360 Leader Reflection
Reading the 360* Leader by John C. Maxwell, there were many thought-provoking ideas and key takeaways. Many lessons apply to the school environment, especially to TALONS and Leadership. For me, the message that maturity comes with accepting responsibility, investing in a vision makes it become your own, and the idea of competing with versus completing those around you stood out the most.

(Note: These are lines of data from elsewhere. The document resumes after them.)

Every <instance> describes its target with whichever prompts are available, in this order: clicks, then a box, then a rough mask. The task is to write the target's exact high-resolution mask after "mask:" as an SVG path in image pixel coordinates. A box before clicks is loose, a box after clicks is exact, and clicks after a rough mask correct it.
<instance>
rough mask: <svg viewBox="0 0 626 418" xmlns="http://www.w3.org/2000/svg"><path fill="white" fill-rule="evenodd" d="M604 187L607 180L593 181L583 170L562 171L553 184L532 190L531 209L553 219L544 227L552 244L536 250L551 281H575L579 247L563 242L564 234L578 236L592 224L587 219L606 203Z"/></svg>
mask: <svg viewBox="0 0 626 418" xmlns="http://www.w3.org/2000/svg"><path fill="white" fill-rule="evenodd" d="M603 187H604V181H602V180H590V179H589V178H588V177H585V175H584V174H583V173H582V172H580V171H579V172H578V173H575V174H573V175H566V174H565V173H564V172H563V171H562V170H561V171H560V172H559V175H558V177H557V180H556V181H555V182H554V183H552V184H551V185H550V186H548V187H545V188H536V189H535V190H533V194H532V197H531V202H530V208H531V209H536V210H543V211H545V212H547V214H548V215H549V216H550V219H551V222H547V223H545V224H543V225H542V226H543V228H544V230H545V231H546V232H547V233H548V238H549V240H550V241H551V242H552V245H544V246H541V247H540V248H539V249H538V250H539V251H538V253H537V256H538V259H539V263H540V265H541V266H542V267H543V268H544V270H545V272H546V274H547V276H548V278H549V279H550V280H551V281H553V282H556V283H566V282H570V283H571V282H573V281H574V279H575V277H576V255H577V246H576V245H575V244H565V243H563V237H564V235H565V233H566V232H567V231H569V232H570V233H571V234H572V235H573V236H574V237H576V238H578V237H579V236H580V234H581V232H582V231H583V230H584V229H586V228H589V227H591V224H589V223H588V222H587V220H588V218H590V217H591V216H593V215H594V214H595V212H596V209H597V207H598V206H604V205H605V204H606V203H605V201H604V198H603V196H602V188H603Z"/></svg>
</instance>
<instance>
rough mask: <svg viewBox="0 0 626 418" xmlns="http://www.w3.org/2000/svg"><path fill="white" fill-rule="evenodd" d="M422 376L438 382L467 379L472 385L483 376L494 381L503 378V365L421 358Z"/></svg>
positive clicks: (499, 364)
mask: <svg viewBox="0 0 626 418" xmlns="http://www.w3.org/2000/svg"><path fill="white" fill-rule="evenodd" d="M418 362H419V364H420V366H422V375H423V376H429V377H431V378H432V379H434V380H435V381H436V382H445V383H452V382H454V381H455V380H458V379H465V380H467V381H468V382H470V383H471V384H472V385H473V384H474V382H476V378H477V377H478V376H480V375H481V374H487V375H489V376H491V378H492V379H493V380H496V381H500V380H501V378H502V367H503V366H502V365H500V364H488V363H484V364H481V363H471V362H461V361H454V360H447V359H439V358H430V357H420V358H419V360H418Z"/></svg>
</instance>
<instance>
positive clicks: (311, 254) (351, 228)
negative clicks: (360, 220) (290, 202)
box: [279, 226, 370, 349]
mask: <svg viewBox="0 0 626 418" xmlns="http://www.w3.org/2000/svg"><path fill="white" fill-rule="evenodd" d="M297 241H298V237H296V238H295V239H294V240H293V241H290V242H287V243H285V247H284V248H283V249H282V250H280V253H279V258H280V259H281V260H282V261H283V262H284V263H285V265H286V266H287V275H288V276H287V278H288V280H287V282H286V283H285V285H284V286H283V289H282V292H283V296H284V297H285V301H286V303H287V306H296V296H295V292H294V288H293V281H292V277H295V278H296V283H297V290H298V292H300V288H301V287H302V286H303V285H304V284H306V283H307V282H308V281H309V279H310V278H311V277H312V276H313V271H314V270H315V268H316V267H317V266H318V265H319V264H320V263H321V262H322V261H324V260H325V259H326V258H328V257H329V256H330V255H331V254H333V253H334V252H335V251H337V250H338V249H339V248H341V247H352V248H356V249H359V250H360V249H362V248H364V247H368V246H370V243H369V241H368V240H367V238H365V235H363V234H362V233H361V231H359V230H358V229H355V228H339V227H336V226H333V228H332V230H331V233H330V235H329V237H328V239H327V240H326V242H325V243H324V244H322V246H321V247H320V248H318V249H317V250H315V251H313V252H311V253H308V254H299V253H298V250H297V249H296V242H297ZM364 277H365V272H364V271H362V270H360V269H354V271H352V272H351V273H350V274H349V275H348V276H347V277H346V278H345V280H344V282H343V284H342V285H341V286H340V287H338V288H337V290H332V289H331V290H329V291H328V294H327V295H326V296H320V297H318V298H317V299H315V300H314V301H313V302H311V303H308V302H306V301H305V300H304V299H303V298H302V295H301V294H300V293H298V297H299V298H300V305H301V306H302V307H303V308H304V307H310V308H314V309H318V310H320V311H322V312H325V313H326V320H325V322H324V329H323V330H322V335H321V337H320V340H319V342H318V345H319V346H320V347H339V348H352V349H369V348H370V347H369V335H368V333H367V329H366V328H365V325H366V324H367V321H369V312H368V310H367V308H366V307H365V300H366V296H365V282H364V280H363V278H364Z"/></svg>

“Maturity doesn’t come with age. It begins with the acceptance of responsibility.” – Ed Cole (Maxwell, 2006). This quote stood out to me because I believe its message is something that I need to understand to grow in my journey as a leader. For me, this quote was a realization not to expect to mature just because I grow in age. Instead, take on more responsibilities and new challenges to grow as a leader and develop in thought and action. In fact, in his book, John Maxwell states that “…one of the quickest ways to gain leadership is problem solving.” (Maxwell, 2006). Not only can you mature through accepting responsibilities, it proves your abilities and will propel you to higher positions while also gaining the trust of others. Again, I chose this idea because it’s something that I believe directly applies to my own life, yet something I forget to carry out in my daily life a lot of the time. I struggle with taking up leadership roles, so this quote reminded me of the importance of taking on all chances given to me, actively seeking out more opportunities to lead and follow, and taking away from those experiences. While this quote applies to me personally, I think it can also apply to the TALONS program and its members. Considering that TALONS is a school program, there is an emphasis on growth – growth in the community, growth as an individual, and growth as a student body. Furthermore, taking initiative is an emphasized part of the program, so I think this quote perfectly ties in those two aspects of TALONS into two sentences that all members should understand. Overall, this quote was a wake-up call for me more than anything else that I can’t expect to grow my leadership skills while being passive.
The second idea that stuck with me was this: “The more you invest in the vision, the more it becomes your own.” (Maxwell, 2006). In other words, the more you are involved with a project, the prouder you will be once completed, and the sense of achievement/accomplishment will be exponentially higher than if you weren’t as invested. Going beyond just the project itself, being more invested in a team or group project can allow you to form closer bonds/relationships with your group members. Naturally, as you all work towards a unified goal, you will become closer with each other, and John Maxwell even commented that “Relationship skills define 360* Leaders and separate them from other leaders.” (Maxwell, 2006) This message of investing in a vision, project, or goal is relevant personally as I often cannot jump headfirst into a new task. Such is the case if I get assigned to a project I dislike or have to work with someone I am not on the best terms with. However, as the first quote states, the more I invested into projects, I grew to like them more, and as I worked more with people I disliked, I began to enjoy working with them a bit more (most of the time). This concept of putting effort into something to make it your own is just as relevant in TALONS, where there are many group projects like cultural events, fall trips, and spring trips. While these projects aren’t long-term visions like the quote says, they still give students the chance to exercise their teamwork, leadership and the opportunity to make the project their own. Arguably, the TALONS program itself, trip planning, and projects are visions to some level – all of which are carried out by those in the TALONS program. To truly create a thriving community, everyone must take ownership and feel that the visions they work for are at some level of their own. This furthers my leadership by pushing me to participate more in the program and larger community to help those around me and improve my leadership skills.
Finally, the last point that left the strongest impression on me from John Maxwell’s 360* Leader book was the idea of competing vs completing when leading across. First off, what does leading across mean? In his book, John Maxwell uses ‘leading across’ to talk about leading your peers. Competing versus completing is the difference between competing with others around you to climb up the ladder on your own versus working with others to improve them and allow them to further you as well. As students, most of the people we come across in our daily lives are our peers – whether at school, clubs, or teams. Due to this being the case, I believe that learning to complete others rather than compete with them all the time is a valuable tool to have. In TALONS, this is especially true, where a hierarchy of sorts with clear responsibilities exists. In such an environment, everyone must work together to complete one another rather than compete. For how can the program run properly if the members that make it up to try to tear each other down? As for me, this concept can help me improve my leadership skills by understanding that leadership isn’t about being the best all the time, but being the best from where I am at and being a team player.